Further improvements in the MRI diagnosis of the GB and its periphery are possible owing to active targeting. Specific targeting groups conjugated with contrast agents can improve recognition and accumulation within a particular tissue. For example, enhanced GB visualization has been observed for paramagnetic liposomes coupled with monoclonal antibodies (mAbs) against endoglin (CD105), a key protein involved in tumor angiogenesis. Under this aspect, radiomics could offer in coming future new tools for defining and identifying PBZ by capturing subtle quantitative measurements on MRI by computing local macro-and microscale morphological changes in texture patterns within the lesion. Peritumor radiomic features have already been found to be predictive of survival in GB across T2w and FLAIR sequences when compared with tumor enhancement and tumor necrosis features (165). The need for improved imaging is given by the importance of establishing proper preoperative planning to ensure total and supramarginal GB resection because it is known that tumor cells that have not yet developed a characteristic radiologic phenotype are present at the margins of the lesion and from the nests of cells (the PBZ) in more than 70% of recurrences.

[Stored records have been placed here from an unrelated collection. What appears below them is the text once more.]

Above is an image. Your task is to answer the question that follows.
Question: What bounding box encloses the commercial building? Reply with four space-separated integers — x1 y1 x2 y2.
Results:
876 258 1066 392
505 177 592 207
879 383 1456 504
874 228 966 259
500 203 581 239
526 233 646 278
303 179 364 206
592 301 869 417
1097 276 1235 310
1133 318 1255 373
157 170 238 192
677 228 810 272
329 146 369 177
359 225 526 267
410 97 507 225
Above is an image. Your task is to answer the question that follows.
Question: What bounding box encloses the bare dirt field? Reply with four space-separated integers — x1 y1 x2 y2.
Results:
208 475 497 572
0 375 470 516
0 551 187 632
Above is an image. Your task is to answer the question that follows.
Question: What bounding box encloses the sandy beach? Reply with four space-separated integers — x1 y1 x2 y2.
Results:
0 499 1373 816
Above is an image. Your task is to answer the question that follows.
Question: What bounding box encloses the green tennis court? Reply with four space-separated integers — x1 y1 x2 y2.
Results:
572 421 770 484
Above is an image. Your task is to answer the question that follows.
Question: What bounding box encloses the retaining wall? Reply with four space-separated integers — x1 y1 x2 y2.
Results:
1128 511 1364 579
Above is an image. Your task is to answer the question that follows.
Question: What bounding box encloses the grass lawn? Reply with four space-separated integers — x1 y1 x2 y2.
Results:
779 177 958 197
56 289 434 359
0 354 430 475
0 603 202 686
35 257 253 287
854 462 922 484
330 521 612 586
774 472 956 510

Apart from radiomics studies, all other imaging techniques have entered the routine MRI protocols of primary brain tumors and are rapidly generating a huge amount of high‐definition structural and functional MRI multiparametric data, which can be correlated with histopathological, genetic, and molecular data. These types of analyses require high computing power and new imaging analysis methods to improve identification of the PBZ (166).